La tricotillomania colpisce dall'1% al 2% della popolazione. © Phovoir

La tricotillomania colpisce dall’1% al 2% della popolazione. © Phovoir

La tricotillomania è un disturbo il cui nome è composto da tre radici greche: trikhos (capelli), tillo (tirare) e mania (impulso o mania). Questa mania consiste nello strapparsi compulsivamente i capelli.

Tirarsi i capelli a manciate

I tricotillomani si strappano i capelli uno per uno o a manciate. Questo si traduce in un’alopecia più o meno precoce.
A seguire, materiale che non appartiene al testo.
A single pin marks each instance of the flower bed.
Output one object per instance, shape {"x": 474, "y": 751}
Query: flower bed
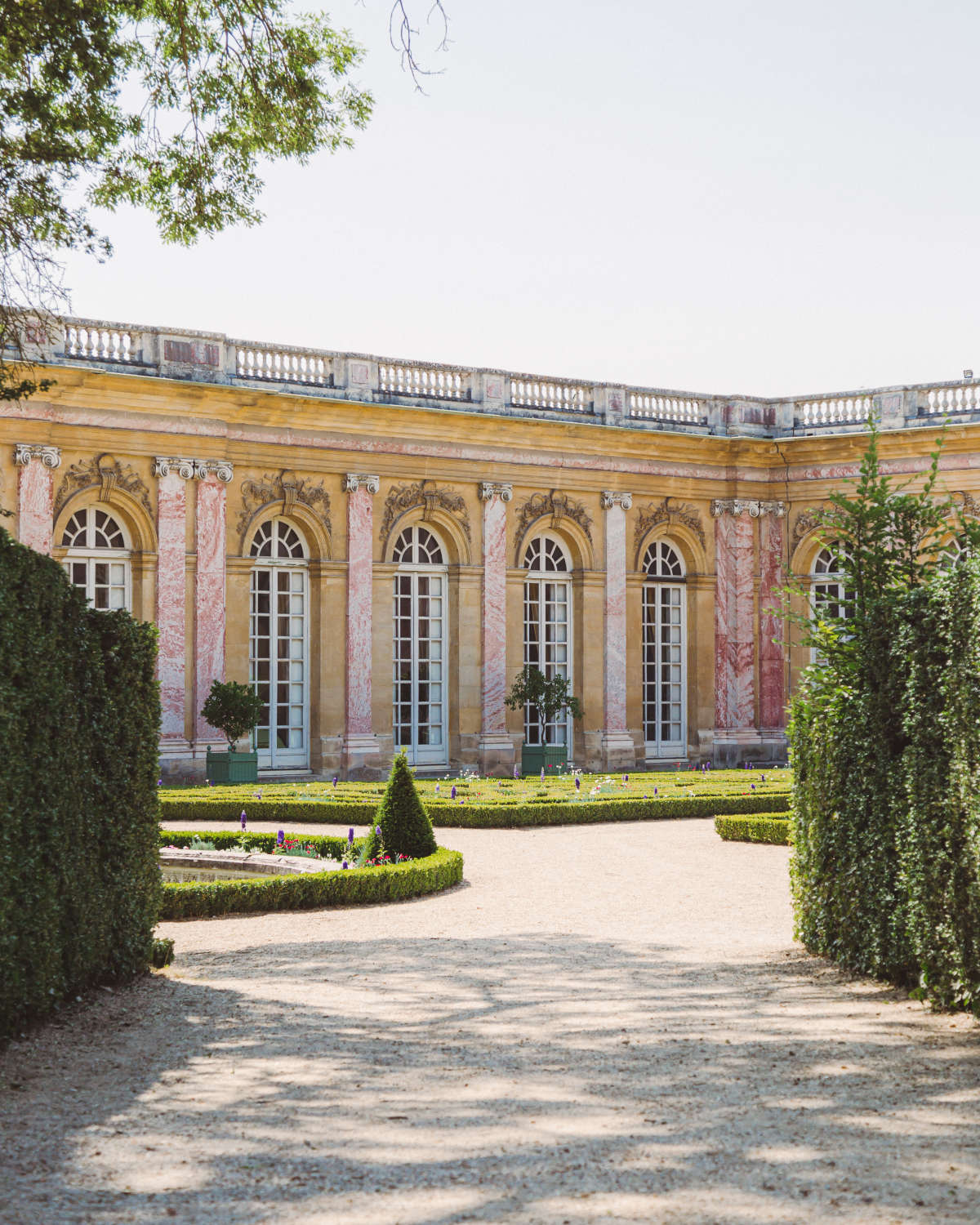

Il disagio all’origine della tricotillomania ha spesso origine nella tarda infanzia o nella prima adolescenza. Corrisponde a un momento di disagio naturale, legato alla pubertà. Ma quando persiste in età adulta, rivela spesso un sentimento di tensione, ansie o anche una cattiva opinione di se stessi.

Alcuni tricotillomani arrivano addirittura a mangiare i capelli che si strappano, praticando così la tricofagia. Come ogni comportamento che crea dipendenza, non si ferma mai spontaneamente. Per trattare il sintomo e permettere la sua interruzione duratura, la psicoterapia è generalmente raccomandata. L’obiettivo è infatti quello di analizzare il paziente nel suo insieme, la sua storia e la fonte delle sue ansie.